Felix is unique amoung production systems and applications languages in providing a modest assertional facilities that includes the ability to state, in the language, rather than comments, semantics of some constructions.

+ 1.1 Assert

Felix has the traditional dynamic assertion as part of the language:

  assert 2 > 1;

If an assertion fails, the error message gives both the Felix and C++ line number of the assertion. Assertions can't be turned off and a failure always terminates the program by throwing an exception.

+ 1.2 Pre-conditions

Felix provides functions and procedures to state pre-conditions:

  fun div(x:int, y:int when y != 0) => x/y;

These preconditions are checked dynamically before calling the function.

Bug:

The current implementation wraps the precondition around the function. Unless it is inlined, the failing point of call may not be properly reported.

You should note that in theory, a pre-condition is a way of expressing a subset of the actual argument type, in the {div} example the actual domain is {int * (int - 0)}. At present in Felix the pre-condition is not considered part of the type.

+ 1.3 Post-conditions

Felix allows functions to express post-conditions:

  fun abs(x:int):int expect result >= 0 = "abs($1)";

Post conditions must be expressed only using global constants, including functions, the function parameters, and the magic identifier {result} which stands for the return value of the function.

A note on interpretation of pre- and post-conditions: the neutralised meaning of pre- and post-conditions is simply that if the pre-condition holds, then so should the post-condition. With that interpretation there is no justification in terminating the program if the pre-condition does not hold on a particular call: the programmer may well now what the result will be.

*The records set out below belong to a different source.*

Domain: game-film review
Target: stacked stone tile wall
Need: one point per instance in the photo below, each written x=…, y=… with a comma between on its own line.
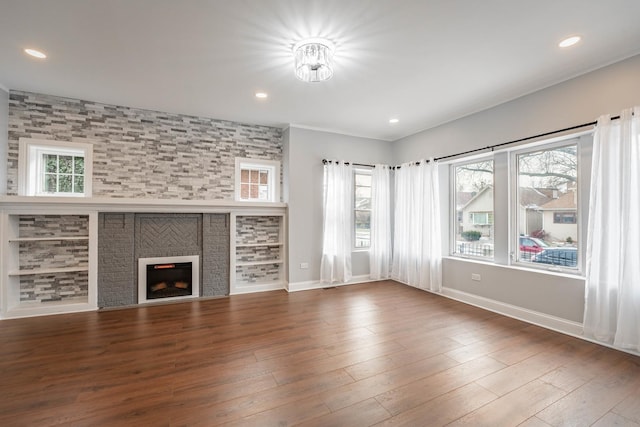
x=48, y=254
x=257, y=229
x=142, y=153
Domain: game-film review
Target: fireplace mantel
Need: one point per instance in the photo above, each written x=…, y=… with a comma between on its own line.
x=117, y=204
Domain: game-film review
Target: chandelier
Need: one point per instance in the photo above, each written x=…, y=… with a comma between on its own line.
x=313, y=60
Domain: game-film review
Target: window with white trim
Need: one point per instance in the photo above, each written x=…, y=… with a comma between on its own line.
x=473, y=203
x=257, y=180
x=54, y=168
x=362, y=208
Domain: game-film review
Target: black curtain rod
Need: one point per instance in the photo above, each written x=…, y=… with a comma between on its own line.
x=492, y=147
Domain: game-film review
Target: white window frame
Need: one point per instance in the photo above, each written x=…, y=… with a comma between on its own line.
x=31, y=169
x=453, y=208
x=544, y=145
x=359, y=171
x=273, y=182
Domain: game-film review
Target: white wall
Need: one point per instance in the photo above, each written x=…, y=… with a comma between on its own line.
x=577, y=101
x=4, y=138
x=304, y=150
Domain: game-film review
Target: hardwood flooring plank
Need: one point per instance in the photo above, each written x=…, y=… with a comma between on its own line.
x=443, y=409
x=422, y=390
x=591, y=401
x=514, y=407
x=373, y=353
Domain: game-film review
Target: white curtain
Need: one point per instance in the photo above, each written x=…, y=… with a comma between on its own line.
x=417, y=258
x=338, y=223
x=380, y=249
x=612, y=308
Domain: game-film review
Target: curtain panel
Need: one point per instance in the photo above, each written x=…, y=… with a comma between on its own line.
x=612, y=300
x=380, y=249
x=417, y=257
x=337, y=241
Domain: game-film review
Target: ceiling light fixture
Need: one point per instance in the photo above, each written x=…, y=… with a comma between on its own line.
x=313, y=60
x=35, y=53
x=569, y=41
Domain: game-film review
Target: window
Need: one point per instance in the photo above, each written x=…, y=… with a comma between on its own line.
x=565, y=218
x=54, y=168
x=546, y=204
x=473, y=203
x=257, y=180
x=362, y=208
x=481, y=218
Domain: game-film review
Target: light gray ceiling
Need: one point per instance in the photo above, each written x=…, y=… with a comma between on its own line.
x=426, y=62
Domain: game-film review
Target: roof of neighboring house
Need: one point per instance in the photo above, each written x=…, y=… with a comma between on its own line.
x=477, y=196
x=463, y=197
x=565, y=202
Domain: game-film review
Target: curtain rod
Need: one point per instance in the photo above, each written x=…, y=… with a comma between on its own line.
x=494, y=146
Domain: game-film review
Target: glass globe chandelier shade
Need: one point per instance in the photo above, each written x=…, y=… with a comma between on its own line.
x=313, y=60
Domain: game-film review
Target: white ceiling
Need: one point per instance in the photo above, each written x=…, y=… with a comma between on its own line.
x=425, y=62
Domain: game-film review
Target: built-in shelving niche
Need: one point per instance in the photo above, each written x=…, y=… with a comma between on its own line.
x=48, y=264
x=258, y=253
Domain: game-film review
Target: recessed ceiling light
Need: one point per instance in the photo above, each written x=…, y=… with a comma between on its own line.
x=35, y=53
x=569, y=41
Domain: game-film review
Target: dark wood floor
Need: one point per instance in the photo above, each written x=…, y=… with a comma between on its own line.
x=371, y=354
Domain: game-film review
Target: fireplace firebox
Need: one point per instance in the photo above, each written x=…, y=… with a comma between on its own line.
x=168, y=278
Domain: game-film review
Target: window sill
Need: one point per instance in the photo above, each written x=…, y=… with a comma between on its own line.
x=519, y=267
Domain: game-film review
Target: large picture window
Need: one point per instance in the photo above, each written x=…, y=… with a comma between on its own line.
x=362, y=208
x=547, y=206
x=474, y=228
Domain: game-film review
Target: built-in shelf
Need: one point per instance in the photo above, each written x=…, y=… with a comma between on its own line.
x=266, y=262
x=47, y=239
x=53, y=270
x=256, y=245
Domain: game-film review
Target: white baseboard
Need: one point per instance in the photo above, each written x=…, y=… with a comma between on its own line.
x=260, y=287
x=554, y=323
x=316, y=284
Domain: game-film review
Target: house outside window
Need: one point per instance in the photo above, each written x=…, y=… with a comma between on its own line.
x=546, y=201
x=257, y=180
x=473, y=205
x=362, y=208
x=54, y=168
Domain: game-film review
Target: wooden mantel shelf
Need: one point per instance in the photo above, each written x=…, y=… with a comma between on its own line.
x=118, y=204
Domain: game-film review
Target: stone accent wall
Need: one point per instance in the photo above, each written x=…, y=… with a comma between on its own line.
x=257, y=229
x=54, y=287
x=248, y=274
x=46, y=254
x=142, y=153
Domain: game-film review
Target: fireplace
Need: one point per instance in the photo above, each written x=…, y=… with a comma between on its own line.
x=168, y=278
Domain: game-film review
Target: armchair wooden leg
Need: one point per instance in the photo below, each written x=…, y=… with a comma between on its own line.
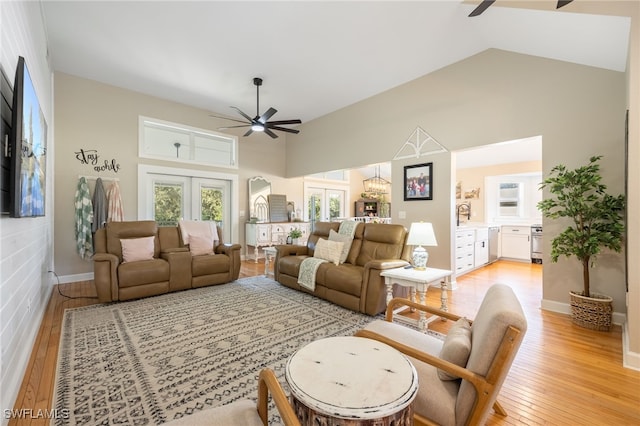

Felix, however, will abort the program if a pre-condition does not hold. If the programmer wants to simply express some of the semantics, they can write the implication {prec implies post} as the postcondition and leave out the pre-condition. This then causes the program to abort if the function is found to fail to meet its design goal, without restricting its use.

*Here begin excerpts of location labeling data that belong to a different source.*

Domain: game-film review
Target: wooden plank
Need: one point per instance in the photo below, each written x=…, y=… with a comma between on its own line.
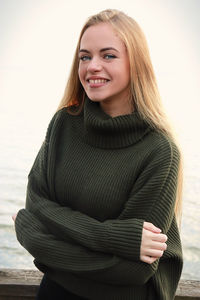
x=18, y=284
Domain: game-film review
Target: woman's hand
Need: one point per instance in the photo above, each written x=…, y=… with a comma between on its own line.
x=14, y=217
x=153, y=243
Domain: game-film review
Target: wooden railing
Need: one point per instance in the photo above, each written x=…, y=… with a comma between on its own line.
x=23, y=284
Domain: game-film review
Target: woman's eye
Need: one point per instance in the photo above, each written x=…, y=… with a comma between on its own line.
x=85, y=57
x=109, y=56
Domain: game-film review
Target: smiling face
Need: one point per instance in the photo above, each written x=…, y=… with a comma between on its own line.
x=104, y=69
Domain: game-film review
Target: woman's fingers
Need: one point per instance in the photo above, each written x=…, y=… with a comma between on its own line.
x=151, y=227
x=153, y=244
x=148, y=259
x=14, y=217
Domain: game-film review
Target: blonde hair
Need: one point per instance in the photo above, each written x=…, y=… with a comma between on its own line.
x=143, y=87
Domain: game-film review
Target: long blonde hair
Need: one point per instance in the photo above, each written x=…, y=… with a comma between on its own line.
x=143, y=87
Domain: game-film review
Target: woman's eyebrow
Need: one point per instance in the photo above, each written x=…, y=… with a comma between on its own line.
x=102, y=50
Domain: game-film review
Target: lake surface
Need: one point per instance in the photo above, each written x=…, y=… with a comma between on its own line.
x=21, y=136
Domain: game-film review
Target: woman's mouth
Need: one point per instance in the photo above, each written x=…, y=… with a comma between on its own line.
x=93, y=83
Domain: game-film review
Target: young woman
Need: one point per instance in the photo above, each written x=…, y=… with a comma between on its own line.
x=104, y=192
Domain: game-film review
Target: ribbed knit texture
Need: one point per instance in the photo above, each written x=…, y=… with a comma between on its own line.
x=95, y=180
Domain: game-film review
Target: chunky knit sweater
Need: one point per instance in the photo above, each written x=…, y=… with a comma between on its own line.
x=94, y=182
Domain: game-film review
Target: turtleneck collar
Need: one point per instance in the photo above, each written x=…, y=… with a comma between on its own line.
x=103, y=131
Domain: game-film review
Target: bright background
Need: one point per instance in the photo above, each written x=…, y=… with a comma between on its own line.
x=37, y=42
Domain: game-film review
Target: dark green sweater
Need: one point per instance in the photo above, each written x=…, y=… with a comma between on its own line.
x=95, y=180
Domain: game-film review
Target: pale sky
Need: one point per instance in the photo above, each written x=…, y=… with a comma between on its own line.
x=38, y=38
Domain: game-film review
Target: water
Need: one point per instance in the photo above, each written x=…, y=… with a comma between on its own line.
x=21, y=136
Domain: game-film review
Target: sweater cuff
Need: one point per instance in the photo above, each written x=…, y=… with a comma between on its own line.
x=125, y=238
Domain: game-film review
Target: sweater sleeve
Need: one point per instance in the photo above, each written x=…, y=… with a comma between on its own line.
x=151, y=199
x=51, y=253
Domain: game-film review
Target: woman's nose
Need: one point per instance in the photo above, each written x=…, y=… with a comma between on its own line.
x=94, y=65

+ 1.4 Axioms, Lemmas and Theorems

Felix provides a way to state some semantics by axioms. This feature is primarily useful in type classes, but can be used in any context. For example:

  axiom assoc(x:int, y:int, z:int): (x+y)+z == x+(y+z);

states that integer addition is associative. The name of the axiom is primarily for documentation purposes. An axiom is basically a function which should always evaluate to true.

Axioms can have pre-conditions. The post condition that the axiom be true does not hold if the pre-condition is false.

Felix also provides lemmas and theorms, with identical syntax and semantics as axioms. The intention is that axioms be used to represent a core set of properties (not necessaily independent!). Lemmas should represent properties which can be derived from the axioms so easily an automatic theorem prover can prove them without assistance.

Theorems are intended to represent properties derived from axioms which are too hard for an automatic theorem prover to derive: instead, the programmer would provide a skeletal proof and hints to a proof assistant. No framework for providing that is available at present.

+ 1.5 Reductions

Felix provides another kind of assertion similar to an axiom:

  reduce[T] revrev[T](x:list[T]): rev(rev x) => x;

Such an axiom, called a reduction, is not merely a statement of semantics but an instruction to the compiler to actually replace a double list reversal with the original list; that is, it represents a semantic isomorphism associated with a performance optimisation.

Implementation of reductions is extremely expensive: do not use too many. It is also essential (and difficult) to ensure reduction chains terminate. There is no guarrantee reductions will actually be applied. The compiler tries hard but it requires exhaustive pattern matching not just of every expression and subexpression .. but also repeating all of that after every modification to a term (including the application of a reduction).

Nevertheless reductions provide a very powerful though limited way of expression very high level optimisations. Only Haskell has a similar feature.

+ 1.6 Axiom checks

Felix also provides a way to check if axioms hold:

  axiom_check (1,2);

This is an executable statement which invokes all axioms for which the argument matches. Axiom checks don't prove correctness, they can, however find counter-examples which indicate either the axiom is invalid or there's a bug in a program, usually in the implementation of a typeclass instance.